Paradise and hell are open to us. And we in this life, or so it seems, may experience both. The world and the world’s ways of thinking and doing train us to think and act in hellish ways: ways of selfishness and fear, ways of lustful appetites and futile coping mechanisms. We are so easily caught up in these hellish ways of thinking and doing that, like my dog who starts salivating and jumping in circles when she hears me shaking her food bowl, we too just jump and spin in our thoughts to places far away or to things urgent (but not necessarily important) or to matters too high for us (as the Prophet David puts it in the Psalms). Our minds jump to stimuli that we have little control over because we have not trained ourselves to attend to “the one thing needful.”
And this brings me back to Liturgy. One of the purposes of liturgical services is to provide us with time and space to attend to the one thing needful. It is a less important matter that I perceive very poorly (or perhaps even not at all) the spiritual Paradise I enter in the Divine Liturgy. My perceptions matter much less than my intentions. When I go to Church to pray, when I go to Church to teach my children to pray (even though I know I will pray very little), I am choosing Paradise. I am saying yes to God and no to myself. When I eat and drink the precious Body and Blood of Christ, I am nourishing the new man within me—even if I have not trained myself to perceive it very well, or even at all. I am forcing myself, animal skins, old man and all, to submit to the Kingdom of God, to humble itself before the dread Mysteries of God.
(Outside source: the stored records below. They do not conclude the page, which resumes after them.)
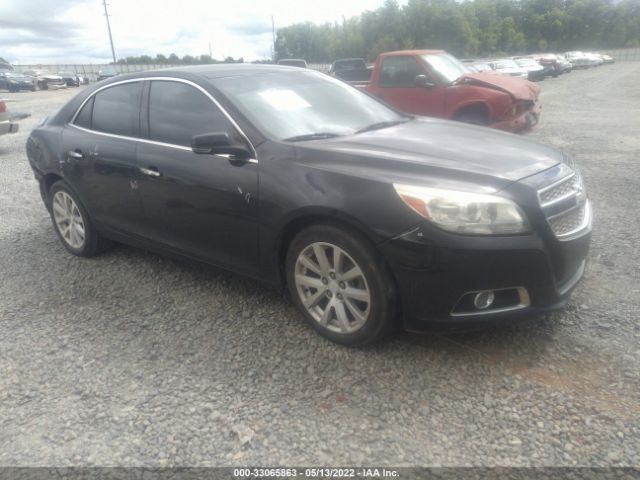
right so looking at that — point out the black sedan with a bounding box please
[25,65,592,346]
[0,71,37,92]
[58,71,81,87]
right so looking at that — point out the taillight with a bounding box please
[0,101,6,113]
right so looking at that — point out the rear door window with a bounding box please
[148,80,235,147]
[91,82,142,137]
[74,96,94,129]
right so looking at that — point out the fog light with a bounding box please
[473,291,495,310]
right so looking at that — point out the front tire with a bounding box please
[48,181,111,257]
[285,224,397,346]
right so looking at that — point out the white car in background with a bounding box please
[512,57,546,81]
[564,51,592,69]
[488,58,529,79]
[584,52,604,66]
[0,99,19,137]
[22,69,67,90]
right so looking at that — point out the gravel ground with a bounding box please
[0,65,639,467]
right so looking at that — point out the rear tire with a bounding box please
[285,224,397,346]
[48,180,112,257]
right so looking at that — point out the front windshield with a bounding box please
[212,71,405,141]
[420,53,469,84]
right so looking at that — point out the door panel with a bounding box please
[136,79,259,274]
[61,81,145,235]
[136,145,259,273]
[371,56,446,117]
[61,127,144,235]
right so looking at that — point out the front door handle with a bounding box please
[140,166,161,177]
[67,150,84,159]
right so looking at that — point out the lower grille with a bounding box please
[548,203,589,237]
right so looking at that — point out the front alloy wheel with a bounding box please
[286,224,396,346]
[294,242,371,334]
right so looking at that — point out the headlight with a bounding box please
[393,184,531,235]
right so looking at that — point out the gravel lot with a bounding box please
[1,64,639,467]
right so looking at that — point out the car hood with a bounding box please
[294,117,561,192]
[460,72,540,101]
[41,74,63,80]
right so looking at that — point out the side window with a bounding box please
[92,82,142,137]
[74,96,94,129]
[379,56,424,88]
[148,80,235,148]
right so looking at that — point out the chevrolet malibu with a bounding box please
[26,65,592,346]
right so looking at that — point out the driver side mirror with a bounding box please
[191,132,252,162]
[415,74,435,88]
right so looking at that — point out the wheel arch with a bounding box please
[452,101,492,123]
[274,209,401,306]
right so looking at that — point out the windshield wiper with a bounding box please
[283,132,343,142]
[355,119,411,134]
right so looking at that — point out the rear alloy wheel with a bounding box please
[286,224,396,346]
[48,181,111,257]
[52,190,86,250]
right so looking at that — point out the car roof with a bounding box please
[97,64,312,82]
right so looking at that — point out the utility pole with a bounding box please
[102,0,117,64]
[209,42,212,59]
[271,15,276,61]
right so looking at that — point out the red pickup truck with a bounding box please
[362,50,541,132]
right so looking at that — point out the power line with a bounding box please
[102,0,117,64]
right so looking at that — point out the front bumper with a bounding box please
[378,214,591,332]
[0,119,19,135]
[491,101,541,133]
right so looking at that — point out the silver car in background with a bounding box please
[512,57,545,81]
[488,58,529,79]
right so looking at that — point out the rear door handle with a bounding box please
[67,150,84,159]
[139,166,161,177]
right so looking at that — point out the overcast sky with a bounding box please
[1,0,400,65]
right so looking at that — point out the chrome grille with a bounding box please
[548,204,588,237]
[538,159,590,239]
[538,172,582,207]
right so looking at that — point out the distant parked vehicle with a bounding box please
[329,58,372,83]
[488,59,529,79]
[0,100,19,137]
[57,71,81,87]
[529,54,563,77]
[22,69,67,90]
[0,71,37,92]
[584,53,604,66]
[277,59,308,68]
[563,51,591,69]
[512,57,545,81]
[599,54,615,64]
[555,54,573,73]
[363,50,541,132]
[97,69,119,82]
[461,60,498,74]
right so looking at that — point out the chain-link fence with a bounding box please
[12,48,639,82]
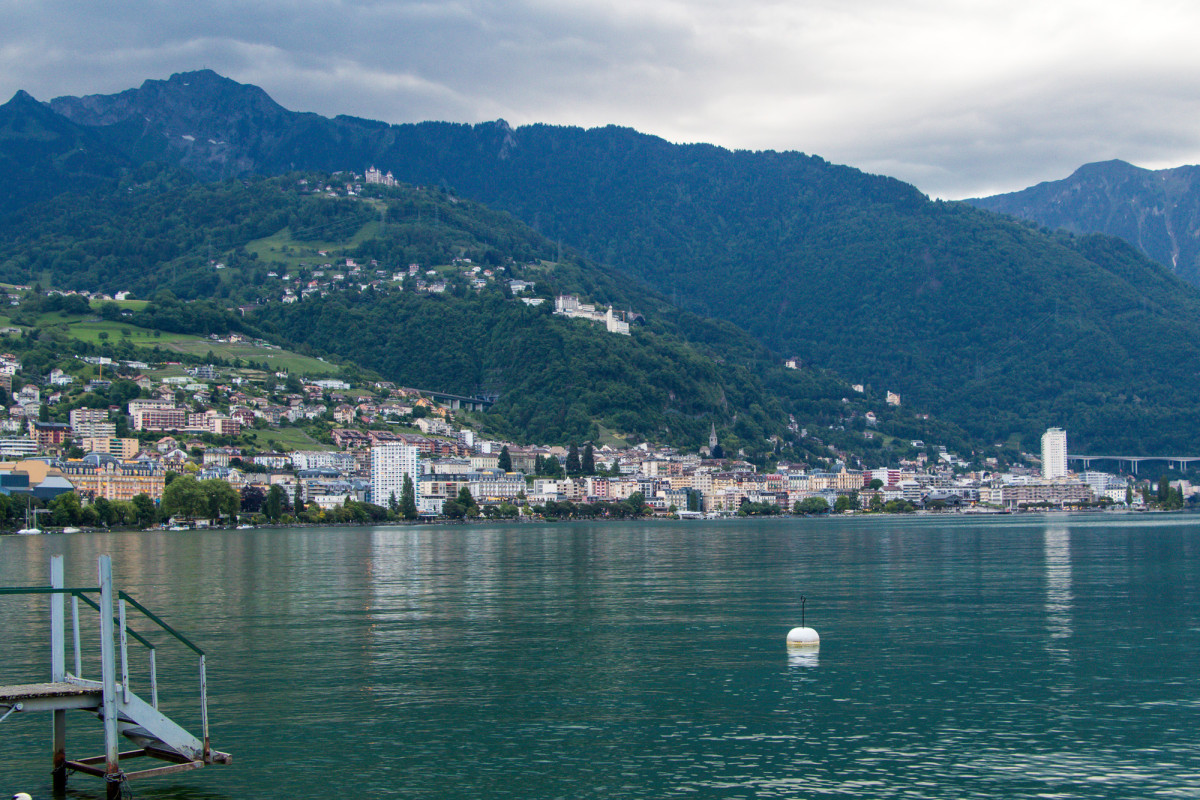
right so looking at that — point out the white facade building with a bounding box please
[1041,427,1068,480]
[370,443,421,508]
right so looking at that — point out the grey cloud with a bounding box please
[5,0,1200,199]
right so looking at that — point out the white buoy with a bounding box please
[787,595,819,647]
[786,626,820,647]
[14,792,34,800]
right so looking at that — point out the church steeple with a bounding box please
[709,422,718,450]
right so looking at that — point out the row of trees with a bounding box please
[3,491,158,529]
[791,493,916,515]
[532,492,649,519]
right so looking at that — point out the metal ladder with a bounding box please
[0,555,232,798]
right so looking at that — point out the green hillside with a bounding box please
[0,171,960,460]
[19,70,1200,454]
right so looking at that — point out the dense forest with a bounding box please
[968,159,1200,287]
[33,69,1200,455]
[0,170,963,458]
[11,64,1200,454]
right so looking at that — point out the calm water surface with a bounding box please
[2,514,1200,799]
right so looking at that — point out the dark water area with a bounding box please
[3,514,1199,798]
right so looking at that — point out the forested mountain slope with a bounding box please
[0,170,951,458]
[0,90,130,219]
[967,159,1200,287]
[9,70,1200,454]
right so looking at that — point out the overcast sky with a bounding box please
[2,0,1197,199]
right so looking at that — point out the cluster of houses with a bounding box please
[0,331,1150,517]
[0,297,1151,519]
[272,256,521,303]
[0,375,1148,517]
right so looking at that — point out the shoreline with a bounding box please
[0,505,1183,536]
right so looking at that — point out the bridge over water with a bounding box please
[1068,454,1200,474]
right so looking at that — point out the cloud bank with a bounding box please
[3,0,1199,198]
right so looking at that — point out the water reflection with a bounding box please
[5,516,1200,800]
[1044,526,1073,641]
[787,647,820,668]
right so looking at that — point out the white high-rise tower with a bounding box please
[1041,428,1068,480]
[371,442,421,508]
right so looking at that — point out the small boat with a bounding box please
[17,507,44,535]
[236,524,255,529]
[61,527,82,534]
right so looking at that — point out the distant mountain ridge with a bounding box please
[50,70,326,178]
[0,89,130,218]
[967,159,1200,286]
[6,71,1200,454]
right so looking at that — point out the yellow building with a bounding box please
[58,455,165,502]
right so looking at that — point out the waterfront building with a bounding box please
[370,442,421,508]
[58,454,165,502]
[1041,428,1068,479]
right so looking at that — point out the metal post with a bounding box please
[200,654,210,760]
[71,595,82,678]
[51,557,65,679]
[119,599,130,704]
[51,556,67,792]
[97,556,122,797]
[149,648,159,709]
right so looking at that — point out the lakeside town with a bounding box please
[0,304,1177,530]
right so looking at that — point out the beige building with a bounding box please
[82,437,140,459]
[58,455,165,502]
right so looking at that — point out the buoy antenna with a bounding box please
[801,595,806,628]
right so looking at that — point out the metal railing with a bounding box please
[0,556,210,758]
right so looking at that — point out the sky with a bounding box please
[3,0,1199,199]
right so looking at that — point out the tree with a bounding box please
[92,496,117,527]
[200,479,240,524]
[131,493,157,528]
[443,498,465,519]
[1165,486,1185,511]
[162,475,208,520]
[48,492,82,526]
[868,478,884,490]
[400,473,418,520]
[582,444,595,475]
[566,444,581,475]
[264,484,286,521]
[498,445,512,472]
[240,485,265,514]
[456,486,479,517]
[794,496,830,515]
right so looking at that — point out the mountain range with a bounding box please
[4,70,1200,457]
[968,159,1200,287]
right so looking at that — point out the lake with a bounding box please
[2,514,1199,799]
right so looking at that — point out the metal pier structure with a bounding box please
[1,555,231,798]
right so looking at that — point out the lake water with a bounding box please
[3,514,1200,799]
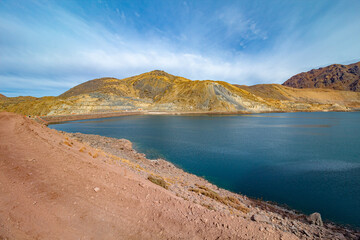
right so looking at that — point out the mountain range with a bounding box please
[1,62,360,116]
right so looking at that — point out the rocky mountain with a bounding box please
[283,61,360,91]
[1,69,360,116]
[0,93,6,99]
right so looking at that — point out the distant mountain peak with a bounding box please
[283,61,360,92]
[147,70,168,76]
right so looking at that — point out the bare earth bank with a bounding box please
[0,112,358,239]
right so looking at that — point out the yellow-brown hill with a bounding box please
[1,71,272,115]
[1,70,360,116]
[283,61,360,91]
[0,93,6,99]
[237,84,360,110]
[55,70,272,114]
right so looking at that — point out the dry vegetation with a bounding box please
[147,175,168,189]
[189,184,249,213]
[63,141,72,147]
[79,146,86,152]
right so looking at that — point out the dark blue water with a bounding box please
[49,112,360,228]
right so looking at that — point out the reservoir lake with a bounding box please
[49,112,360,228]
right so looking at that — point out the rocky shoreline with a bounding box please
[2,111,359,239]
[66,132,359,239]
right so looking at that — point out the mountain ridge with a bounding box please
[1,67,360,116]
[283,61,360,91]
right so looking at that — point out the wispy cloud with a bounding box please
[0,0,359,97]
[217,7,268,43]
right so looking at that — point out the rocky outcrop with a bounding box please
[308,212,323,226]
[283,61,360,91]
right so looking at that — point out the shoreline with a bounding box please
[44,111,360,232]
[64,131,359,238]
[39,111,252,124]
[39,109,359,124]
[1,111,359,239]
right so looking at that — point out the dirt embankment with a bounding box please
[0,112,358,239]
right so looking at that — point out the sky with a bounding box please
[1,0,360,97]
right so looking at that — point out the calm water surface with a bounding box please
[50,112,360,228]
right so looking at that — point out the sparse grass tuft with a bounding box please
[92,152,99,158]
[148,175,168,189]
[189,185,249,213]
[63,141,72,147]
[226,196,241,205]
[201,203,215,211]
[79,146,86,152]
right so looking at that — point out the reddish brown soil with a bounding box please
[0,112,299,240]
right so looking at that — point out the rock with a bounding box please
[251,214,270,223]
[302,229,311,237]
[307,212,323,226]
[93,187,100,192]
[333,233,346,240]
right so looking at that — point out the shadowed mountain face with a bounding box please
[283,61,360,91]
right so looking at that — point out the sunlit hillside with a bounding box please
[1,69,360,116]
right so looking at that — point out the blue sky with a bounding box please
[1,0,360,97]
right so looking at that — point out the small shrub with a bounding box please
[92,152,99,158]
[233,204,250,214]
[226,196,241,205]
[189,186,250,214]
[148,175,168,189]
[189,187,225,204]
[201,203,215,211]
[79,146,86,152]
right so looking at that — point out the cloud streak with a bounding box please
[0,0,360,97]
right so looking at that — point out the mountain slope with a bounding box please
[0,93,6,99]
[283,61,360,91]
[237,84,360,109]
[53,70,271,114]
[1,69,360,116]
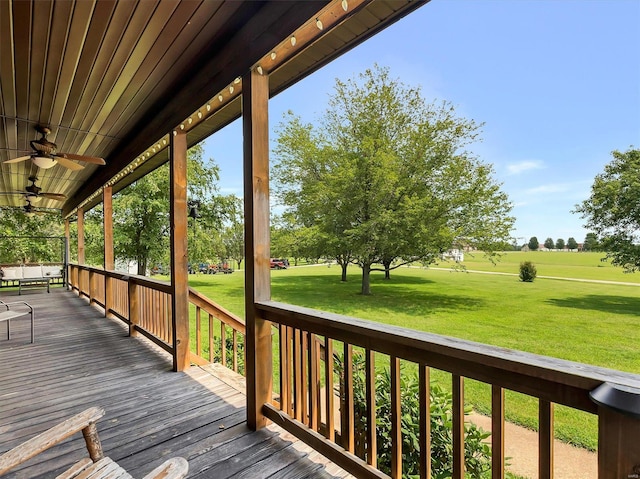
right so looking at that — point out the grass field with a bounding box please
[183,252,640,450]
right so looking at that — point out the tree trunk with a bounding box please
[137,257,147,276]
[361,262,371,295]
[341,262,348,282]
[383,259,392,280]
[237,258,242,269]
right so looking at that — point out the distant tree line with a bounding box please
[517,234,599,252]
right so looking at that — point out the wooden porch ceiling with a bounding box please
[0,0,428,218]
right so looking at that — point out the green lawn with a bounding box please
[183,254,640,450]
[459,250,640,283]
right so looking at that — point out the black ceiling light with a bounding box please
[188,200,201,219]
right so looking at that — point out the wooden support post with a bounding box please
[243,67,272,430]
[103,186,114,318]
[64,219,71,289]
[597,408,640,477]
[170,130,190,372]
[77,208,85,265]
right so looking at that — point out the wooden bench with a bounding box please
[0,300,34,343]
[0,407,188,478]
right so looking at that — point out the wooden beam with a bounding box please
[169,130,190,372]
[77,208,85,265]
[242,67,272,430]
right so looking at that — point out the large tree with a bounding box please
[576,148,640,271]
[544,237,554,249]
[583,232,599,252]
[567,237,578,250]
[113,144,223,275]
[528,237,539,251]
[273,65,514,294]
[0,208,63,263]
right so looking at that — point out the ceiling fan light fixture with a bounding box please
[26,193,41,203]
[32,155,57,169]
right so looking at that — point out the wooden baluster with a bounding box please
[452,375,465,479]
[286,326,293,415]
[309,333,319,430]
[220,322,227,367]
[419,363,430,479]
[301,331,309,425]
[324,337,335,442]
[539,399,554,479]
[390,355,401,479]
[279,325,290,413]
[208,314,214,362]
[293,328,303,421]
[492,385,505,479]
[365,349,376,467]
[232,329,238,372]
[343,343,354,453]
[196,306,202,357]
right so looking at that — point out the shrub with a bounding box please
[336,352,492,478]
[519,261,537,282]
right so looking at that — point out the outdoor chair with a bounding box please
[0,407,188,478]
[0,300,34,343]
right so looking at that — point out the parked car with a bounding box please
[270,258,288,269]
[217,262,234,274]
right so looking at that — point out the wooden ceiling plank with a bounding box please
[100,0,234,140]
[48,0,97,139]
[65,0,139,155]
[38,0,73,127]
[71,0,150,146]
[83,1,183,140]
[28,1,53,125]
[61,0,120,143]
[12,0,31,124]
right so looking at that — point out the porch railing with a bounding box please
[68,264,245,370]
[256,300,640,479]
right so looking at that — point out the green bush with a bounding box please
[519,261,537,282]
[336,353,491,478]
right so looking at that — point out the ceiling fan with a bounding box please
[3,125,106,171]
[0,176,66,203]
[0,198,60,217]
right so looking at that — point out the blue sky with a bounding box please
[203,0,640,245]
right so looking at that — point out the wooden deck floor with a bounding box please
[0,287,353,479]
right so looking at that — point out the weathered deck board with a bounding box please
[0,289,354,478]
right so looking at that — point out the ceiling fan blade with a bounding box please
[54,156,85,171]
[3,155,31,164]
[39,192,67,201]
[55,152,106,165]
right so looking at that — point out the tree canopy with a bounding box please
[576,148,640,271]
[272,65,514,294]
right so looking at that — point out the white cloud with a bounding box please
[525,183,571,195]
[506,160,545,175]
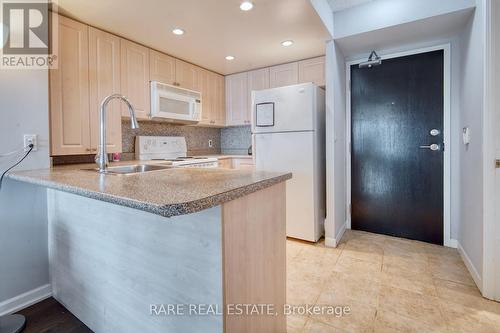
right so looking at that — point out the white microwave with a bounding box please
[150,81,202,124]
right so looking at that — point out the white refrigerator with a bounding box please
[252,83,325,242]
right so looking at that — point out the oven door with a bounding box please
[151,86,201,123]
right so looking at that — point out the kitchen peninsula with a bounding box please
[9,165,291,333]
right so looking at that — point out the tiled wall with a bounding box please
[221,126,252,155]
[122,120,221,159]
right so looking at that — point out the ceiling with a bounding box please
[57,0,330,75]
[327,0,374,12]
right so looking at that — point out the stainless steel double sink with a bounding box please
[84,164,172,175]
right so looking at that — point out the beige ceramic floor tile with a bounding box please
[313,299,376,333]
[302,319,351,332]
[381,270,437,296]
[321,271,381,307]
[373,309,450,333]
[287,315,308,333]
[341,241,384,264]
[434,279,500,313]
[427,260,476,286]
[288,230,498,333]
[334,254,382,277]
[378,286,445,327]
[440,300,500,333]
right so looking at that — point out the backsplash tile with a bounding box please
[221,126,252,155]
[122,120,221,158]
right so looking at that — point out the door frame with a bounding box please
[345,44,453,247]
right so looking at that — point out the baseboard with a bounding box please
[325,220,347,248]
[457,242,483,292]
[447,238,458,248]
[0,284,52,316]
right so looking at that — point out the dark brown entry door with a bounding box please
[350,50,444,245]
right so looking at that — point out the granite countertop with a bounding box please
[8,163,291,217]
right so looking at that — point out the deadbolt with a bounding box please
[430,129,440,136]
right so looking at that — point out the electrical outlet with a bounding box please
[208,139,213,148]
[24,134,38,151]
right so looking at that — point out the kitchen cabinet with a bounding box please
[214,74,226,126]
[50,16,90,155]
[199,70,225,127]
[217,158,232,169]
[298,56,326,87]
[269,62,298,88]
[225,72,249,126]
[120,39,150,119]
[232,158,255,170]
[247,68,269,122]
[149,49,176,85]
[175,59,200,91]
[89,27,122,153]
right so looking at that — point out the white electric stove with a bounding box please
[135,136,218,168]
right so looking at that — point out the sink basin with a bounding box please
[84,164,173,175]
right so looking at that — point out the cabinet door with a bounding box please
[214,73,226,126]
[298,56,325,86]
[232,158,255,170]
[199,69,212,126]
[89,27,122,153]
[175,59,199,91]
[150,49,176,85]
[120,39,150,119]
[269,62,298,88]
[225,72,248,126]
[50,16,90,155]
[218,158,232,169]
[247,68,269,124]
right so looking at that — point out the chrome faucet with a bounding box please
[96,94,139,173]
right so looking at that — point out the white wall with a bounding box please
[333,0,476,39]
[0,69,50,308]
[325,40,347,246]
[457,0,487,284]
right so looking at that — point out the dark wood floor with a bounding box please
[16,297,92,333]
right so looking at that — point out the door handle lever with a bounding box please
[419,144,441,151]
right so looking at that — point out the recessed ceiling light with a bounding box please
[225,56,235,61]
[240,1,254,11]
[281,40,294,47]
[172,28,185,35]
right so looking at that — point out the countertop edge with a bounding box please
[8,172,292,218]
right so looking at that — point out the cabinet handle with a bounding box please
[85,148,91,152]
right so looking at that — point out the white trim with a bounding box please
[325,220,347,248]
[0,284,52,316]
[482,0,499,301]
[448,238,458,249]
[345,44,453,247]
[457,242,483,292]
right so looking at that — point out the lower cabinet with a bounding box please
[232,158,255,170]
[217,157,255,170]
[217,158,233,169]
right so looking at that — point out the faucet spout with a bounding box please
[96,94,139,173]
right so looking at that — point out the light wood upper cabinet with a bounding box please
[214,74,226,126]
[298,56,325,87]
[247,68,270,123]
[120,39,150,119]
[199,69,212,125]
[50,16,90,155]
[150,49,176,85]
[89,27,122,153]
[269,62,299,88]
[199,70,225,127]
[225,72,248,126]
[175,59,199,91]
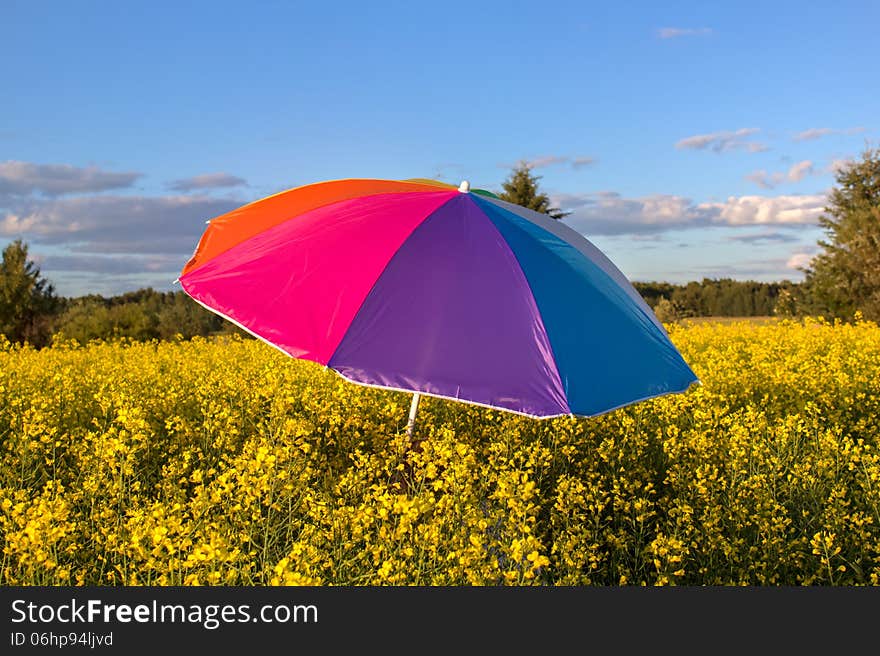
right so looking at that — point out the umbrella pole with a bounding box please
[406,392,421,439]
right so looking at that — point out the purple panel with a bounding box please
[328,194,569,417]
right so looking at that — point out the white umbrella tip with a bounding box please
[458,180,470,193]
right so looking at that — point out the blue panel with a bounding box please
[473,196,698,416]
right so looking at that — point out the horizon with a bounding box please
[2,0,877,296]
[40,272,802,302]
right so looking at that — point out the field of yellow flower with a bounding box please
[1,318,879,586]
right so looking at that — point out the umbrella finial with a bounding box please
[458,180,470,193]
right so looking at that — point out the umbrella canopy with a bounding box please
[179,178,698,418]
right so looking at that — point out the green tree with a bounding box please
[156,291,229,340]
[0,240,58,346]
[53,299,115,344]
[773,287,798,318]
[803,147,880,321]
[498,162,570,220]
[652,296,683,324]
[54,288,243,344]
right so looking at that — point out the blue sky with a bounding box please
[2,0,877,296]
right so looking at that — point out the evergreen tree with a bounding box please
[0,240,58,346]
[803,147,880,320]
[498,162,570,220]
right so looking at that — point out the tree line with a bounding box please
[1,148,878,347]
[0,253,242,348]
[633,279,800,322]
[0,240,808,349]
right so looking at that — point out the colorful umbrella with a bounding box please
[179,178,698,429]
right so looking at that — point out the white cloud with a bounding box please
[785,246,820,271]
[726,231,800,244]
[0,161,141,198]
[1,193,244,295]
[793,127,867,142]
[826,158,852,174]
[555,190,827,235]
[500,155,598,171]
[553,191,712,235]
[688,259,799,280]
[40,253,183,274]
[746,160,815,188]
[571,157,597,169]
[786,252,814,270]
[792,128,833,142]
[702,193,826,226]
[787,160,814,182]
[745,170,784,189]
[1,194,242,255]
[168,172,247,192]
[675,128,767,153]
[657,27,713,39]
[525,155,569,169]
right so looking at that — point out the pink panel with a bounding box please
[180,191,456,364]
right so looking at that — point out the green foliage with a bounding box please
[803,147,880,321]
[53,288,239,345]
[773,288,799,318]
[0,240,58,347]
[634,279,799,318]
[3,322,880,585]
[498,162,570,220]
[652,296,683,323]
[0,240,251,347]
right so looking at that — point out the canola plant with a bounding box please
[1,318,878,585]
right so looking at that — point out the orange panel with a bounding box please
[181,178,446,276]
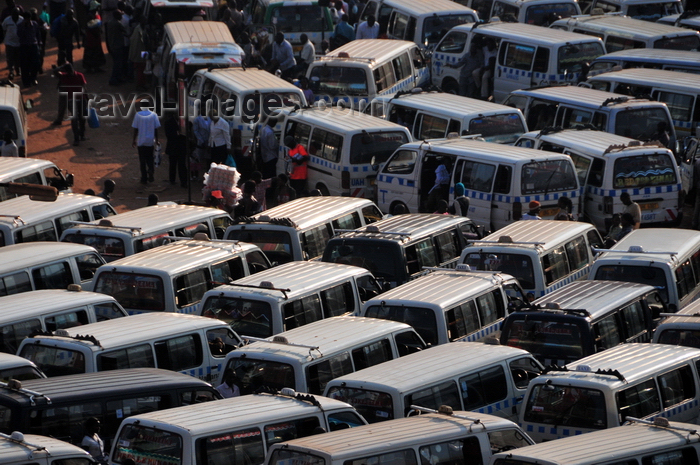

The day will come when we will all shed our animal skins. “This body of death” is one of the names St. Paul gives to the old man at work in us. When we die, we will be free. There is no sin after death. After death everything will change and nothing will change. Nothing will change in that we will still be ourselves. What we have longed for—even if we could never actually attain it in this corrupt and corrupting age—everything we have longed for we will still long for: whether it is the corrupting passions of this age or the Paradise of God’s Presence. And in the Age to Come everything will change in that this body of death that has distracted and deceived us will be separated from us. Everything will change in that we will have nothing distracting us from the intense Presence of God. And what we have longed for in this life will make all of the difference for us in the next. And even in this life, although imperfectly, often almost imperceptibly, even in this life we have a foretaste of what is to come, what St. Paul calls a fragrance of life or a fragrance of death.
Paradise is open for all. Those of us like Lazarus’ sister Mary, those of us who have learnt to attend to the one thing needful, these perceive Paradise most clearly now and often sit in peace at the feet of Jesus. However, we Marthas, those of us distracted by much serving, distracted by the cares and deceitful desires of this world, we Marthas still come to Jesus. We come like Martha with questions and objections, very seldom at peace. We come in a flurry of mind and activity, distracted and inattentive. But we come. And our Master receives us and feeds us His heavenly Food—even if we as infants do not realize what we are eating. We come to Jesus distracted and sinful and often oblivious; we come to Jesus and He receives us. We come to open Paradise, even though we barely perceive it. And yet we have hope that in the Age to come we will all perceive Paradise fully, even as the Marys among us perceive partially it now.